Abstract

Breast cancer is a great threat to females. Ultrasound imaging has been applied extensively in diagnosis of breast cancer. Due to the poor image quality, segmentation of breast ultrasound (BUS) image remains a very challenging task. Besides, BUS image segmentation is a crucial step for further analysis. In this paper, we proposed a novel method to segment the breast tumor via semantic classification and merging patches. The proposed method firstly selects two diagonal points to crop a region of interest (ROI) on the original image. Then, histogram equalization, bilateral filter and pyramid mean shift filter are adopted to enhance the image. The cropped image is divided into many superpixels using simple linear iterative clustering (SLIC). Furthermore, some features are extracted from the superpixels and a bag-of-words model can be created. The initial classification can be obtained by a back propagation neural network (BPNN).
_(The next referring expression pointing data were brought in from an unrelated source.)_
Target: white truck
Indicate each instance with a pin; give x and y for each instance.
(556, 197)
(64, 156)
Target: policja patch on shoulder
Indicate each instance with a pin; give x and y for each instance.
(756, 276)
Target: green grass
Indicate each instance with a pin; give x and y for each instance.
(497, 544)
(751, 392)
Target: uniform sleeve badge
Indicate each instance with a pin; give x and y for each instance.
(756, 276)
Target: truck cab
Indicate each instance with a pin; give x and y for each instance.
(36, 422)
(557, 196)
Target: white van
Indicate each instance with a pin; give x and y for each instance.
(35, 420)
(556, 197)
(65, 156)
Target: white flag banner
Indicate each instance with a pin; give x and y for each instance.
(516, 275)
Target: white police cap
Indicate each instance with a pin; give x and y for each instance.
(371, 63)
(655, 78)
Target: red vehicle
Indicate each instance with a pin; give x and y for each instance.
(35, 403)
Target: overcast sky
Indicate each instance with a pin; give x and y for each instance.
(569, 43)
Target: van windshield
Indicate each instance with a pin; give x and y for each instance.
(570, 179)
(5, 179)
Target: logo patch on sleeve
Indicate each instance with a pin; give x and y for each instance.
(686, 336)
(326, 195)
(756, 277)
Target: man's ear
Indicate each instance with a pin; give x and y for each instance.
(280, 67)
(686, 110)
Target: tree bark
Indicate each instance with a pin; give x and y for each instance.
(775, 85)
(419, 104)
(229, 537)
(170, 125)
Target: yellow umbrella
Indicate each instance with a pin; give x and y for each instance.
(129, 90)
To refine preliminary result, k-nearest neighbor (KNN) is used for reclassification and the final result is achieved. To verify the proposed method, we collected a BUS dataset containing 320 cases. The segmentation results of our method have been compared with the corresponding results obtained by five existing approaches. The experimental results show that our method achieved competitive results compared to conventional methods in terms of TP and FP, and produced good approximations to the hand-labelled tumor contours with comprehensive consideration of all metrics (the F1-score=89.87%±4.05%, and the average radial error=9.95%±4.42%).